Tout les calme, le cars d’Angers stationne à son emplacement de chaque jour, il n’est qu’à demi occupé par les habituels passagers.
Il pleut.
La route coutumière défile mornement, tandis que les mêmes pensées se succèdent, entra^nées par le paysage et comme avalées par lui.
Le problème de l’avenir a tellement d’inconnues qu’on ne peut songer à l'éclairer de quelque façon qu’on la prenne.
Cela déroute mon esprit habitué au mathématiques et à une vie minutieusement organisée.
Enfin, la route brillante et mouillée prend un aspect su connu qu’elle me tire de cette rêverie et mon cœur bat bien fort, lorsque descendant à la brune du car ruisselant, le retrouve ‘les vieux Sorbiers ».
La famille est à table.
« Où est Papa ? » demandé-je à peine entré.
La question reste dans réponse.
Ainsi se passa ce que vous savez tous.
L’approche de plus en plus inquiétante des Allemands, le passage à l’étrangers de nos amis des environs.
Ils fuyaient eux aussi, se mêlant aux réfugiés qui ne cessaient d’encombrer la grand’route …
Le réveil du lendemain au son des bombes qui éclataient au loin.
Le dimanche eut lieu le conseil où nous décidions de partir pour REDON.
Là se trouvait, en effet, le séminaire de mon frère aîné où s’y était également replié l ‘école où mes jeunes frères étaient en pension.
Nos préparatifs furent interrompus par la demande d’armistice …
******Petit intermède historique :
Le dimanche 16 juin 1940, à Bordeaux, le Président du Conseil Paul Reunaud (62 ans) démissionne. Dans le respect des règles constitutionnelles, le maréchal Phillipe Pétain (84 ans) est chargé de former un nouveau gouvernement.

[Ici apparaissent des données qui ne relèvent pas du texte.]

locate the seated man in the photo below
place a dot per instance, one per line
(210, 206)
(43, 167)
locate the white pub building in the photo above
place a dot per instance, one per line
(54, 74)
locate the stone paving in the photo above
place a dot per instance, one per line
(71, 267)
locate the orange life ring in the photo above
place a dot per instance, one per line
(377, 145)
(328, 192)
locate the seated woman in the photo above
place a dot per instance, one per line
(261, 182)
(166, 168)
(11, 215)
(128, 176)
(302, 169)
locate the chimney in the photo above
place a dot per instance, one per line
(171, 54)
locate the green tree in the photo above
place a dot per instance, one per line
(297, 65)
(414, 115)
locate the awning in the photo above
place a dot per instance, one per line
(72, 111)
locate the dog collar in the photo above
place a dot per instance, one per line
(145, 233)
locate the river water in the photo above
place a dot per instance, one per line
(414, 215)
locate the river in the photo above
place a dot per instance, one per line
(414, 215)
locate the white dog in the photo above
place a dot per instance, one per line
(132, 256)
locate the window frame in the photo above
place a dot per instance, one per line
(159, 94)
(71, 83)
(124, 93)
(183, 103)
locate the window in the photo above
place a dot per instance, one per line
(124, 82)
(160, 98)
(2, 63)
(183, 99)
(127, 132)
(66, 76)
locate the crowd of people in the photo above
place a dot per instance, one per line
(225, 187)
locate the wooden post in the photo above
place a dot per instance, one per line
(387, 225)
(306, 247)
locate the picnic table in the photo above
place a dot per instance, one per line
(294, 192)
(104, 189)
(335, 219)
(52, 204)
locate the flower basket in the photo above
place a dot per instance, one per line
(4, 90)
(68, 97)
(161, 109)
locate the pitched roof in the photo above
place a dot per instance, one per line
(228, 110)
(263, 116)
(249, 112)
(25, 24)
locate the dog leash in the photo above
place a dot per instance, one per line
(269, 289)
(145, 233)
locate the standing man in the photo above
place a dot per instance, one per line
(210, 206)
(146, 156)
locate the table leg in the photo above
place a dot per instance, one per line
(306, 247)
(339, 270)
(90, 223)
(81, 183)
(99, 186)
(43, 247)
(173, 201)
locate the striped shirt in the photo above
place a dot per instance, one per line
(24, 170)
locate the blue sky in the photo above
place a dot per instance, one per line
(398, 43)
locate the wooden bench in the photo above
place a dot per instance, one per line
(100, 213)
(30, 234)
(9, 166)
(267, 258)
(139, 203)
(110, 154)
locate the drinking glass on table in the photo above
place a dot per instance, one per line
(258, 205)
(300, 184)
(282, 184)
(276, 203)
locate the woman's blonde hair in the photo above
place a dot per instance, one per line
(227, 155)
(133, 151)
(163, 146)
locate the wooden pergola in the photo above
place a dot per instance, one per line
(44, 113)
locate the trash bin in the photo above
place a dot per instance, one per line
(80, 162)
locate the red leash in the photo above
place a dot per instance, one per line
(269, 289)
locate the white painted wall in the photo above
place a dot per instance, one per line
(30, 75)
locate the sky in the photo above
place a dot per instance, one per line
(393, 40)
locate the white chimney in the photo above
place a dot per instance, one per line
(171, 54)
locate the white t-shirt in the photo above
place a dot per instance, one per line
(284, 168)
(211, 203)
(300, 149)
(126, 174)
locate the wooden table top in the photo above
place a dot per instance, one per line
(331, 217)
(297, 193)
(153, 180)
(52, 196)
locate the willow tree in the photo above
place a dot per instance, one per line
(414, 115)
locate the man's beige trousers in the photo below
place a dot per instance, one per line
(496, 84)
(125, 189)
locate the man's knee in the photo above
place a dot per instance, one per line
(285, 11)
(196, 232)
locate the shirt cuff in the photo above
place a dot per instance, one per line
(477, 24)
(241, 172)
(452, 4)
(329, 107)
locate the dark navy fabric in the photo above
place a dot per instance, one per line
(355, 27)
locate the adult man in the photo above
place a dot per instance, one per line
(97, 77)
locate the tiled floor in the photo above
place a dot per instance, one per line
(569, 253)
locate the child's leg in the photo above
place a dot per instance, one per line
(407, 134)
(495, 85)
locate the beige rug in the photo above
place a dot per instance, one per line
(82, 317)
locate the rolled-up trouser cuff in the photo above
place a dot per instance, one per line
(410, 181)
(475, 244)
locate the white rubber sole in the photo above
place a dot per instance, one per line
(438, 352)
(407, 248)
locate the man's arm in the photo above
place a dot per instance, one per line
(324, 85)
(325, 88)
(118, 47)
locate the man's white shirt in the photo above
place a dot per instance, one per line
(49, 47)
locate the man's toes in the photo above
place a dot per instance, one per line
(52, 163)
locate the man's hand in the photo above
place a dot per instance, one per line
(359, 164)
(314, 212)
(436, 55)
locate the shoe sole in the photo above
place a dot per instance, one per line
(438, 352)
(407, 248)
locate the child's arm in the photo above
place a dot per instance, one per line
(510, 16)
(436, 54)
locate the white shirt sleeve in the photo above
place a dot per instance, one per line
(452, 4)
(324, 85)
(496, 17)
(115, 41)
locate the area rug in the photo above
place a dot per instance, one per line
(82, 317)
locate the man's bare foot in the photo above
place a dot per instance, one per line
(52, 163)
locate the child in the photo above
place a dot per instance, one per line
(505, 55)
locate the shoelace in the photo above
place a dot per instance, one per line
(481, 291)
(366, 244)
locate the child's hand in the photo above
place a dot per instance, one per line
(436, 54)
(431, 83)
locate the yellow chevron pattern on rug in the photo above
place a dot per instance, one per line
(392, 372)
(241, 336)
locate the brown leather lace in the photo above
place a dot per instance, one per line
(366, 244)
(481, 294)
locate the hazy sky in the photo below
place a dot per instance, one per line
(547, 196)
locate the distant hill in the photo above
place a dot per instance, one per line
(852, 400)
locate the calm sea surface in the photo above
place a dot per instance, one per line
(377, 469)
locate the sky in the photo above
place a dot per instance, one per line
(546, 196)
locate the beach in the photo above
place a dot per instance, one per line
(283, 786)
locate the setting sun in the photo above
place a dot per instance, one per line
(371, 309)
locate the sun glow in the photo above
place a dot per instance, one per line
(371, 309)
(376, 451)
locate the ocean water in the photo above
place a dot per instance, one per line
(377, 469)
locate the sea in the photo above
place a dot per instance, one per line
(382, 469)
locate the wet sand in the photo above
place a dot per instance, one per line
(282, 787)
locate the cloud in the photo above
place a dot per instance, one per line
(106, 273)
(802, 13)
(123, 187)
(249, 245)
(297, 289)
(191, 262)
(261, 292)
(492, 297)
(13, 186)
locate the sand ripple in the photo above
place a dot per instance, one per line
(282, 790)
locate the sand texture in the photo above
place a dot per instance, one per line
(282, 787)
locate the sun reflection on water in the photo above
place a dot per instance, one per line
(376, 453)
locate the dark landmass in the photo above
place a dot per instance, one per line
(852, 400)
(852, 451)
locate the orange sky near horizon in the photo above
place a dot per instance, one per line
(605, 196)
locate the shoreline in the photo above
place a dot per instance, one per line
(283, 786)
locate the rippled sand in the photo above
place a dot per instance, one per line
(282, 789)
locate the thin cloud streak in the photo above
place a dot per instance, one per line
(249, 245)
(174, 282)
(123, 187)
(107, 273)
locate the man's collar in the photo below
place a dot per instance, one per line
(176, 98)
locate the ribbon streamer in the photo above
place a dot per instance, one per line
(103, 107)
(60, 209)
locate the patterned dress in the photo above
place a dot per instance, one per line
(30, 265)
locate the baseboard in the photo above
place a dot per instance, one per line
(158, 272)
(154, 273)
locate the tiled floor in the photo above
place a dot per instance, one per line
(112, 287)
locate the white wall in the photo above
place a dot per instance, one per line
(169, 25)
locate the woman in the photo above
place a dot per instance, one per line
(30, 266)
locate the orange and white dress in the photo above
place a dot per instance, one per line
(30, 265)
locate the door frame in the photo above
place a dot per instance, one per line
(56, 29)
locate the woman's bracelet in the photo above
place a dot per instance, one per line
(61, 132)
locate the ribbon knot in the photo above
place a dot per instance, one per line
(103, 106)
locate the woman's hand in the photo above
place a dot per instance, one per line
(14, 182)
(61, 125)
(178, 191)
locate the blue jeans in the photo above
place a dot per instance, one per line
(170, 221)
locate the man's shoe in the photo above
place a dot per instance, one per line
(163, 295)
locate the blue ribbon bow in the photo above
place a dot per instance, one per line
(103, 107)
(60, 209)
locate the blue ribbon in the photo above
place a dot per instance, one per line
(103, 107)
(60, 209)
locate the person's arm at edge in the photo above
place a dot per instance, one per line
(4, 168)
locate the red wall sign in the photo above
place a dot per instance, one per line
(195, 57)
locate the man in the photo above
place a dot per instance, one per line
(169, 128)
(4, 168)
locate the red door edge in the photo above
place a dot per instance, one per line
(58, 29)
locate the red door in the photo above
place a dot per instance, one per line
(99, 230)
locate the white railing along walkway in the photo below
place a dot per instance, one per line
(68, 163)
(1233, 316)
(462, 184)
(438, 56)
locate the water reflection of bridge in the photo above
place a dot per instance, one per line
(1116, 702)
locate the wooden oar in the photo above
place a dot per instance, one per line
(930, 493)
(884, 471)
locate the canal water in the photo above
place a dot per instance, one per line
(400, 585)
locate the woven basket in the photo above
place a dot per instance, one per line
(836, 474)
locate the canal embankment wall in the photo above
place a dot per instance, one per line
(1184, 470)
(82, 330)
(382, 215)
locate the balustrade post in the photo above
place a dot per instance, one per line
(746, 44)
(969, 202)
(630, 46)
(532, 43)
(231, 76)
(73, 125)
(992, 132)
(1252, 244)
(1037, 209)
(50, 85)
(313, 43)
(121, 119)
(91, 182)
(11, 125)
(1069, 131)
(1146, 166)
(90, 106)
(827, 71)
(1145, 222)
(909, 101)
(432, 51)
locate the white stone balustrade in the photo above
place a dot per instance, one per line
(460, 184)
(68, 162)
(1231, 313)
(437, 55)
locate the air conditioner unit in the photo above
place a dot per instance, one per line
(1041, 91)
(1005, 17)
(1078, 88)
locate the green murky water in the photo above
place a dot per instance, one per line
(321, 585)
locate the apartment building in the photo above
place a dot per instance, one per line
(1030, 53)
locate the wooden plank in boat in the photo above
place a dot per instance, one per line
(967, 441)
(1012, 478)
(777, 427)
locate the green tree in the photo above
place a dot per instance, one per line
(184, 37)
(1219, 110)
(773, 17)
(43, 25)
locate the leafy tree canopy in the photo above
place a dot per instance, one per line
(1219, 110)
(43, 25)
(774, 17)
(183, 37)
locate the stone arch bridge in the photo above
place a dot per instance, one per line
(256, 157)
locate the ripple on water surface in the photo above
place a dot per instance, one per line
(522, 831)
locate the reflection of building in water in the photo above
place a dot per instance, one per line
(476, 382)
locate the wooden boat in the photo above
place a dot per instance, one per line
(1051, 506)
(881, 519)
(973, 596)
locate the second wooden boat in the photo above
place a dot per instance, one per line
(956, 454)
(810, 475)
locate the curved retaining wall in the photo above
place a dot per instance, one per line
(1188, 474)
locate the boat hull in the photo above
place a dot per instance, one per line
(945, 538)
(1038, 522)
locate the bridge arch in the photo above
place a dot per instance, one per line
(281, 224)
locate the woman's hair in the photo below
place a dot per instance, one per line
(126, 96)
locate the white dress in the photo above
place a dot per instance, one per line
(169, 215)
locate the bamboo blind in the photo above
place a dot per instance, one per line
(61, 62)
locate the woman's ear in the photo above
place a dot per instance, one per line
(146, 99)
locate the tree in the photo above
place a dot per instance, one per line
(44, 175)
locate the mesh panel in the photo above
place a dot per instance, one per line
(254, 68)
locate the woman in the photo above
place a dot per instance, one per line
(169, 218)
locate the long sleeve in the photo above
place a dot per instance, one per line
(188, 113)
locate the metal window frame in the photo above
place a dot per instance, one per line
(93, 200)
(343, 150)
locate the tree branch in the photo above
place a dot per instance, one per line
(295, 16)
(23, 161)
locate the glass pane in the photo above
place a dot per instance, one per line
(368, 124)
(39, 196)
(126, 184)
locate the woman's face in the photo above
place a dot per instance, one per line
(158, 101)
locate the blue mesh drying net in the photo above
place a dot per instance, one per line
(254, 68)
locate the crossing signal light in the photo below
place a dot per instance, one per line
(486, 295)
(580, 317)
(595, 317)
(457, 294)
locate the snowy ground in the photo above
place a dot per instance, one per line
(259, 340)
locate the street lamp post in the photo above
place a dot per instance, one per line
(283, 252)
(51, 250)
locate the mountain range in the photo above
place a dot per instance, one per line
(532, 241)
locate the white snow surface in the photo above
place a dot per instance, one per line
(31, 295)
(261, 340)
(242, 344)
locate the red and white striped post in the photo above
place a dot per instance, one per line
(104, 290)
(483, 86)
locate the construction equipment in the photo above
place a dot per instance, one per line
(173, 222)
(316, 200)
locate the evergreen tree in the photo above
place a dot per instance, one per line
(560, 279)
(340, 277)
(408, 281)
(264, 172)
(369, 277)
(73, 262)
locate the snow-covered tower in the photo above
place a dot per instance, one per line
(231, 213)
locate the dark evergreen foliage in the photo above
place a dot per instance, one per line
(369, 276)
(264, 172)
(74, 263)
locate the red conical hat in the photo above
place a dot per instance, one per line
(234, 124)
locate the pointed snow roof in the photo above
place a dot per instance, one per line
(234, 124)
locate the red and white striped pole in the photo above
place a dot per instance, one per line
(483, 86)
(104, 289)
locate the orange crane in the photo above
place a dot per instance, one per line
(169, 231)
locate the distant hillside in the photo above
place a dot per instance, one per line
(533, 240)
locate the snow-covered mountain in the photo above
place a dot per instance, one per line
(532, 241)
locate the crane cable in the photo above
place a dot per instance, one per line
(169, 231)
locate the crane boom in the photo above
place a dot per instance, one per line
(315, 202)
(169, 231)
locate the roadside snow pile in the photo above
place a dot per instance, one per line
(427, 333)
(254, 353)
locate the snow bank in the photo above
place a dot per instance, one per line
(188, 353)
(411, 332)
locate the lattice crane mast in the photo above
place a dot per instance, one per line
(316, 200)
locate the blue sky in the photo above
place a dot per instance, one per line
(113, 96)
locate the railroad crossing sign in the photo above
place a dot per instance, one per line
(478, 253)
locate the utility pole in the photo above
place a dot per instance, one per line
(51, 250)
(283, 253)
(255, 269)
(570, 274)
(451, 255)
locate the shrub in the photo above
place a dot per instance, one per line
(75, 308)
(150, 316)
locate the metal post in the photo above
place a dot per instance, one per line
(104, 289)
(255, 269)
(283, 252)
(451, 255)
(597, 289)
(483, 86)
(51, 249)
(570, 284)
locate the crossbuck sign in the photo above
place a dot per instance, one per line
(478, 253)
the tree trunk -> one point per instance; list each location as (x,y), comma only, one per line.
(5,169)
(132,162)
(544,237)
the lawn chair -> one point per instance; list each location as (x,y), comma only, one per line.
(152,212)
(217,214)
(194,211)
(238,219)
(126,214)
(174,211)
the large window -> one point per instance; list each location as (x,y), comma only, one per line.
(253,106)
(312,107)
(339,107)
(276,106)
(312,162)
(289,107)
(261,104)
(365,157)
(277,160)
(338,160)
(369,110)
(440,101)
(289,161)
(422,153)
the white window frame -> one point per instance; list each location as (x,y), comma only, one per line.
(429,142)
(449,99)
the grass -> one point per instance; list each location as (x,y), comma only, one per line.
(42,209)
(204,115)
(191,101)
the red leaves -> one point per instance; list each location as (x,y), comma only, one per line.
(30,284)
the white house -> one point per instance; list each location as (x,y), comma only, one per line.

Au même moment, l'armée allemande traverse la Loire après avoir victorieusement envahit la Belgique et la Hollande et percé le front français à Sedan, dans les Ardennes. Elle pousse devant elle huit millions de civils français ou belges ainsi que les débris de l'armée française.
17 juin 1940
Pétain annonce la demande d’armistice de la France.
« Je fais à la France le don de ma personne pour atténuer son malheur. » Et il annonce : « C’est le cœur serré que je vous dis, aujourd’hui, qu’il faut cesser le combat. » ******
Celle-ci fuit suivie, le soir même, par un combat d’avions au-dessus de notre contrée si paisible.
Nuit d’inquiétude en attendant l’arrivée des Allemands.
Je ne pouvais me décider à partir pour conserver ma liberté sans avoir laissé la famille sous la protection de quelqu’un.
La mienne était trop peu de chose … Non, il fallait agir, mettre maman à l’abri d’une manière plus sûre que dans ce carrefour de grandes routes.
Nous partirons pour REDON.
C’est ainsi que j’osai proposer cette décision et qu'eut lieu notre exode.
Nous connaissions l’itinéraire pour l’avoir souvent parcouru à bicyclette, et pouvions éviter ainsi les chemins fréquentés.
A part l’embouteillage de REDON dont nous sortîmes avec peine, tout se passa bien.
A trois heures de l’après-midi, rassuré sur le sort de tous ceux qui m’avaient été confiés.
Ils étaient sous la garde des bons pères Eudistes.
Je songeais à réaliser mon projet tel que je l’avais confié à Maman : gagner la Bretagne, et, si elle ne résistait pas, peut-être gagner l’Angleterre.